By DAVID FIRESTONE
31 May 2010
New York Times
Few members of the Tea Party have endorsed Rand Paul’s misgivings about the Civil Rights Act of 1964, but a surprising number are calling for the repeal of an older piece of transformative legislation: the 17th Amendment. If you don’t have the Constitution on your smartphone, that’s the one adopted in 1913 that provides for direct popular election of United States senators.
Allowing Americans to choose their own senators seems so obvious that it is hard to remember that the nation’s founders didn’t really trust voters with the job. The people were given the right to elect House members. But senators were supposed to be a check on popular rowdiness and factionalism. They were appointed by state legislatures, filled with men of property and stature.
A modern appreciation of democracy — not to mention a clear-eyed appraisal of today’s dysfunctional state legislatures — should make the idea unthinkable. But many Tea Party members and their political candidates are thinking it anyway, convinced that returning to the pre-17th Amendment system would reduce the power of the federal government and enhance state rights.

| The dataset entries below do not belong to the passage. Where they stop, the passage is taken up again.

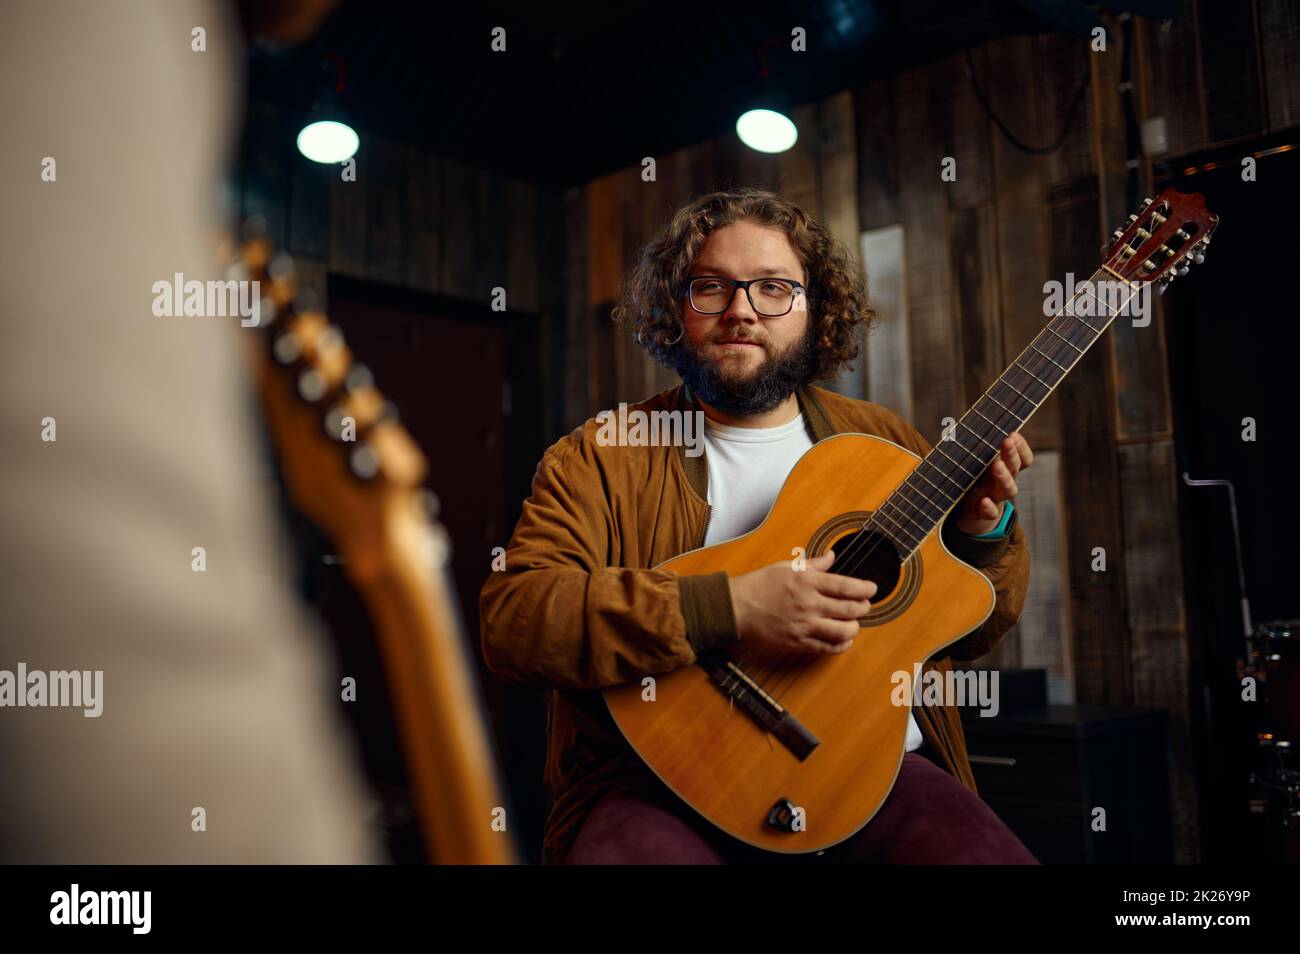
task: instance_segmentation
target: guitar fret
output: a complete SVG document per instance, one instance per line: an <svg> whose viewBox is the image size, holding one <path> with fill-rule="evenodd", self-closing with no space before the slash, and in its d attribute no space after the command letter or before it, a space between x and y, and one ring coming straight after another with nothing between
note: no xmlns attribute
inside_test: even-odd
<svg viewBox="0 0 1300 954"><path fill-rule="evenodd" d="M909 506L909 507L917 507L918 504L915 504L915 503L911 502L911 500L907 499L907 496L906 496L904 493L902 493L902 491L904 491L904 489L907 489L907 490L915 490L915 487L907 487L906 483L901 483L901 485L898 485L898 490L894 491L894 493L898 494L898 496L900 496L900 498L901 498L902 500L905 500L905 502L907 503L907 506ZM919 493L919 491L917 491L917 493ZM889 499L893 499L893 498L889 498ZM902 513L902 515L904 515L905 519L910 520L911 522L913 522L913 524L917 525L917 529L920 530L920 535L922 535L922 538L924 538L924 535L926 535L927 533L930 533L930 528L928 528L928 526L924 525L922 521L919 521L919 520L915 519L915 517L911 516L911 513L907 512L907 508L906 508L906 507L898 506L897 503L894 503L894 504L893 504L893 507L894 507L894 509L896 509L896 511ZM930 516L930 515L928 515L928 513L927 513L927 515L923 515L923 516L926 516L927 519L928 519L928 516Z"/></svg>
<svg viewBox="0 0 1300 954"><path fill-rule="evenodd" d="M1107 312L1109 312L1109 311L1111 310L1111 308L1110 308L1109 305L1107 305L1104 301L1102 301L1100 298L1098 298L1098 297L1097 297L1096 295L1094 295L1092 292L1088 291L1086 288L1083 289L1083 294L1087 295L1089 298L1091 298L1093 301L1095 301L1098 305L1100 305L1102 308L1104 308ZM1131 301L1132 298L1133 298L1133 296L1130 295L1130 296L1129 296L1129 300ZM1119 314L1119 312L1117 311L1117 312L1115 312L1114 314L1110 315L1110 317L1111 317L1111 318L1114 318L1115 315L1118 315L1118 314ZM1072 315L1071 317L1077 318L1078 315ZM1085 321L1084 324L1086 325L1086 324L1088 324L1088 323ZM1092 327L1092 326L1089 325L1089 327Z"/></svg>
<svg viewBox="0 0 1300 954"><path fill-rule="evenodd" d="M886 498L885 503L882 503L882 504L880 505L880 509L877 510L877 511L875 512L875 514L873 514L873 516L875 516L875 517L882 517L882 518L884 518L885 520L888 520L890 523L892 523L892 524L893 524L895 527L897 527L899 530L901 530L901 531L906 531L906 530L907 530L906 527L904 527L901 523L899 523L897 520L895 520L893 517L891 517L888 513L885 512L885 506L886 506L888 503L889 503L889 500L888 500L888 498Z"/></svg>
<svg viewBox="0 0 1300 954"><path fill-rule="evenodd" d="M984 420L989 421L988 417L985 416L984 413L981 412L979 408L977 408L977 407L971 407L971 410L974 411L976 414L978 414L980 417L984 418ZM1002 430L1002 425L999 424L997 421L989 421L989 423L992 424L992 425L993 425L995 428L997 428L999 431ZM972 431L971 433L974 433L974 431ZM994 450L997 450L997 447L994 447L994 445L989 444L988 441L984 441L984 443L985 443L985 444L988 444L988 446L989 446L989 447L992 447Z"/></svg>
<svg viewBox="0 0 1300 954"><path fill-rule="evenodd" d="M1030 397L1028 394L1026 394L1024 391L1020 390L1018 387L1016 387L1016 386L1015 386L1014 384L1012 384L1010 381L1003 381L1002 384L1003 384L1004 387L1008 387L1008 388L1010 388L1011 390L1015 391L1015 392L1016 392L1017 394L1019 394L1022 398L1024 398L1026 401L1028 401L1030 404L1032 404L1035 408L1038 407L1038 402L1037 402L1037 401L1035 401L1033 398L1031 398L1031 397ZM991 397L991 396L992 396L992 395L990 395L990 397Z"/></svg>
<svg viewBox="0 0 1300 954"><path fill-rule="evenodd" d="M927 497L924 493L922 493L919 487L913 487L911 484L908 483L908 481L912 479L912 475L915 474L915 473L916 473L916 471L912 471L911 474L908 474L907 477L904 478L903 482L902 482L901 484L898 485L898 491L897 491L897 492L901 494L904 490L910 490L910 491L912 491L912 493L919 495L920 498L921 498L922 500L924 500L926 503L928 503L931 507L934 507L934 508L936 508L940 513L943 513L943 507L940 507L937 503L935 503L933 500L931 500L929 497ZM931 484L930 486L931 486L931 487L934 487L933 484ZM939 488L935 487L935 489L938 490ZM940 491L940 493L942 493L942 491ZM907 500L906 497L903 497L903 499L904 499L904 500ZM914 503L914 502L911 501L911 500L908 500L907 502L908 502L909 504L912 504L912 506L914 506L914 507L915 507L915 506L918 506L918 504ZM925 516L926 516L927 518L929 518L930 515L929 515L929 514L926 514Z"/></svg>
<svg viewBox="0 0 1300 954"><path fill-rule="evenodd" d="M948 453L946 453L946 452L944 451L944 449L943 449L943 441L940 441L938 444L935 444L935 445L934 445L934 449L937 450L940 454L943 454L944 457L947 457L947 458L948 458L950 461L952 461L954 464L956 464L956 465L957 465L957 469L960 470L960 471L961 471L963 474L965 474L967 477L970 477L970 478L972 478L972 479L975 477L974 474L972 474L969 470L967 470L965 467L963 467L963 466L961 465L961 461L959 461L957 458L951 456L950 454L948 454Z"/></svg>
<svg viewBox="0 0 1300 954"><path fill-rule="evenodd" d="M1011 390L1015 391L1016 389L1015 389L1015 388L1011 388ZM1016 393L1019 393L1019 392L1016 392ZM1008 414L1010 414L1013 418L1017 418L1017 417L1020 416L1020 415L1017 414L1015 411L1011 410L1011 408L1007 407L1005 404L1003 404L1001 401L999 401L997 398L995 398L992 394L985 394L984 396L985 396L986 398L988 398L990 401L992 401L994 404L996 404L998 407L1002 408L1002 410L1004 410L1004 411L1006 411ZM1024 395L1021 395L1021 397L1024 397ZM1025 400L1026 400L1026 401L1029 401L1028 398L1025 398ZM1030 403L1030 404L1033 404L1034 402L1033 402L1033 401L1029 401L1029 403ZM1034 406L1037 407L1038 405L1035 404Z"/></svg>
<svg viewBox="0 0 1300 954"><path fill-rule="evenodd" d="M917 469L919 470L920 468ZM934 469L939 472L939 475L941 477L946 477L948 480L951 480L954 484L956 484L958 487L960 487L963 490L966 489L965 485L960 480L957 480L955 477L953 477L951 474L945 474L942 470L939 470L938 467L935 467Z"/></svg>
<svg viewBox="0 0 1300 954"><path fill-rule="evenodd" d="M936 484L936 483L935 483L933 480L931 480L929 477L925 476L925 474L921 473L921 468L918 467L916 470L912 471L912 473L915 474L917 477L920 477L922 480L924 480L927 484L929 484L929 485L930 485L931 487L933 487L935 490L939 491L939 495L940 495L940 496L943 495L943 488L940 487L938 484ZM922 496L925 496L925 495L922 494ZM926 500L930 500L929 497L926 497L925 499L926 499ZM936 503L934 503L933 500L930 500L930 503L934 504L936 507L939 507L939 505L936 504ZM940 510L943 510L942 507L939 507L939 509L940 509Z"/></svg>
<svg viewBox="0 0 1300 954"><path fill-rule="evenodd" d="M1094 299L1094 300L1095 300L1096 297L1097 297L1096 295L1093 295L1093 294L1091 294L1090 292L1086 292L1086 291L1083 292L1083 294L1087 295L1089 298L1092 298L1092 299ZM1074 302L1070 302L1070 304L1072 305L1072 304L1074 304ZM1098 302L1098 304L1101 304L1101 303ZM1102 307L1105 307L1105 306L1103 305ZM1073 318L1075 321L1079 322L1079 324L1084 325L1086 328L1088 328L1088 330L1092 331L1094 334L1098 334L1098 335L1099 335L1099 334L1102 333L1102 331L1105 330L1104 328L1098 328L1096 325L1093 325L1093 324L1091 324L1091 323L1089 323L1089 322L1087 322L1087 321L1084 321L1082 315L1076 315L1076 314L1075 314L1074 312L1072 312L1072 311L1066 311L1066 312L1063 312L1063 314L1068 315L1069 317Z"/></svg>
<svg viewBox="0 0 1300 954"><path fill-rule="evenodd" d="M886 506L888 503L889 503L889 501L886 500L884 504L881 504L881 506L880 506L880 510L878 510L878 511L876 511L876 512L877 512L877 513L884 513L885 506ZM903 515L903 519L905 519L905 520L911 520L912 523L914 523L914 524L916 525L917 529L919 529L919 530L921 531L922 539L924 539L925 534L929 532L929 531L926 530L926 528L925 528L925 524L921 523L921 522L918 521L918 520L914 520L914 519L912 519L912 516L911 516L911 515L910 515L906 510L904 510L902 507L898 506L898 504L894 504L893 507L894 507L895 510L897 510L899 513L901 513L901 514ZM886 516L886 517L889 517L888 514L885 514L885 516ZM902 531L902 532L904 532L904 533L907 533L909 536L911 535L911 531L908 530L907 527L903 526L903 525L902 525L901 523L899 523L897 520L894 520L893 517L889 517L889 519L890 519L891 521L893 521L894 525L895 525L896 527L898 527L898 529L899 529L900 531Z"/></svg>
<svg viewBox="0 0 1300 954"><path fill-rule="evenodd" d="M971 408L971 410L975 410L975 409L974 409L974 408ZM979 412L976 411L976 413L978 414ZM984 417L984 415L983 415L983 414L980 414L980 417ZM987 417L984 417L984 420L989 421L989 419L988 419ZM962 423L965 424L965 417L964 417L964 416L963 416L963 419L962 419ZM989 423L990 423L990 424L993 424L992 421L989 421ZM997 427L996 424L993 424L993 426L994 426L994 427ZM990 443L989 443L988 441L986 441L984 438L980 437L980 435L975 431L975 428L971 427L969 424L966 424L966 430L968 430L968 431L970 431L972 434L974 434L974 435L975 435L975 440L979 441L981 444L983 444L983 445L984 445L985 447L987 447L989 450L992 450L992 451L997 450L997 446L996 446L996 445L994 445L994 444L990 444Z"/></svg>
<svg viewBox="0 0 1300 954"><path fill-rule="evenodd" d="M1044 380L1043 380L1042 378L1040 378L1038 375L1034 374L1034 372L1032 372L1032 371L1030 371L1028 368L1026 368L1023 364L1020 364L1018 361L1012 361L1011 363L1012 363L1013 365L1015 365L1015 367L1019 368L1021 371L1025 372L1025 374L1029 375L1031 378L1033 378L1035 381L1037 381L1037 382L1038 382L1039 384L1041 384L1043 387L1047 388L1047 393L1048 393L1048 394L1051 394L1051 393L1052 393L1052 385L1048 384L1046 381L1044 381Z"/></svg>
<svg viewBox="0 0 1300 954"><path fill-rule="evenodd" d="M1035 347L1033 346L1032 343L1029 345L1029 348L1030 348L1030 350L1032 350L1032 351L1038 351L1038 349L1035 348ZM1064 375L1064 374L1068 374L1068 373L1069 373L1070 369L1067 368L1067 367L1065 367L1065 366L1062 365L1062 364L1058 364L1057 362L1052 361L1052 356L1051 356L1051 355L1049 355L1049 354L1043 354L1043 352L1041 352L1041 351L1038 351L1038 353L1039 353L1039 354L1042 354L1044 358L1046 358L1048 361L1051 361L1052 364L1055 364L1058 368L1060 368L1060 369L1061 369L1061 374Z"/></svg>
<svg viewBox="0 0 1300 954"><path fill-rule="evenodd" d="M1047 326L1047 330L1050 331L1052 334L1056 335L1056 337L1060 338L1062 341L1064 341L1066 344L1068 344L1068 345L1069 345L1071 348L1073 348L1075 351L1079 352L1079 354L1083 354L1083 349L1082 349L1082 348L1080 348L1078 345L1076 345L1076 344L1075 344L1073 341L1071 341L1069 338L1065 337L1065 335L1061 334L1059 331L1057 331L1057 330L1056 330L1055 328L1053 328L1051 325L1048 325L1048 326Z"/></svg>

Senate candidates have to raise so much money to run that they become beholden to special interests, party members say. They argue that state legislators would not be as compromised and would choose senators who truly put their state’s needs first.
Around the country, Tea Party affiliates and some candidates have been pressing for repeal — though there also has been a lot of hasty backtracking by politicians once the voters realized the implications. In Idaho, two candidates in last month’s Republican primary for the First District House seat said they favored repeal, including the winner, Raul Labrador. Steve Stivers, the Republican candidate in an Ohio Congressional race, said he wanted to repeal the amendment, until his Democratic opponent, Representative Mary Jo Kilroy, made an issue of it, after which he seemed to back off.
Utah, the only state that refused to ratify the amendment, remains a particular hotbed of prelapsarian sentiment. Tim Bridgewater, who ousted Senator Robert Bennett of Utah as the Republican candidate in that race, blasts the 17th Amendment on his Web site: “We traded senators who represent rights of states for senators who represent the rights of special interest groups.”
The Utah State Senate, which seems to have been fuming at the loss of its power for the last 97 years, approved a bill in March reminding the political parties that they are welcome to consult with legislators when choosing candidates for the United States Senate, especially in regard to their feelings about states’ rights and federalism.
Fortunately, repeal will never happen. Still, there is something bracing in the eccentric quest of these advocates, who may know their constitutional history better than most Americans.
To Madison, Hamilton and most of the other authors of the Constitution, allowing states to appoint the Senate was the linchpin of the entire federalist system and the real reason there are two houses of Congress. It may be true that appointed senators, accountable only to state legislators, would never approve of many useful federal mandates designed to put the national interest above local parochialism — including everything from the minimum wage to the new health care reform law.
Not enough Americans vote. But, fortunately, almost all like the idea that they can, a thoroughly modern sentiment that will confine this elitist notion to the fringes. That means Tea Partiers who are infuriated by the health care law and everything else now going on in Washington can no longer look to James Madison for a bailout. Their best remedy is the one they seem to spurn: a vote at the ballot box.